"Je sais bien que la littérature et la philosophie d'aujourd'hui se méfient des « belles âmes » et préfèrent les salauds. Je sais bien que l'histoire d'aujourd'hui ne s'intéresse guère qu'aux statistiques, aux courbes des prix, à l'action des masses et qu'elle ne retient, à la rigueur, que les noms de ceux qui ont contribué à changer le monde. Rossel n'a rien changé. Il a échoué sur tous les plans : national et révolutionnaire. Il n'a sauvé que sa conscience."
~ Edith Thomas, Rossel, Paris, Gallimard, 1967.
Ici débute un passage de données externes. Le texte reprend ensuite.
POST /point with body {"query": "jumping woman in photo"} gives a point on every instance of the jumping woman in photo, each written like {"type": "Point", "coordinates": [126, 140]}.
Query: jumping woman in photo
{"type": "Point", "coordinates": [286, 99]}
Lorsqu'un ami très cher m'a offert l'ouvrage susmentionné, je ne me doutais guère que sa lecture dépasserait à ce point mes attentes. Le verbe est à la fois concis et ciselé, et la trame narrative laisse une grande place aux écrits de Louis-Nathaniel Rossel lui-même, plus précisément à sa correspondance avec ses parents et sa soeur Isabella. Des échanges épistolaires à la fois tendres, drôles, profonds et amers. A l'image du colonel.
Le délégué à la guerre de la Commune fut illégalement passé par les armes avec Ferré et le sergent Bourgeois, le 28 novembre 1871, au poteau de Satory.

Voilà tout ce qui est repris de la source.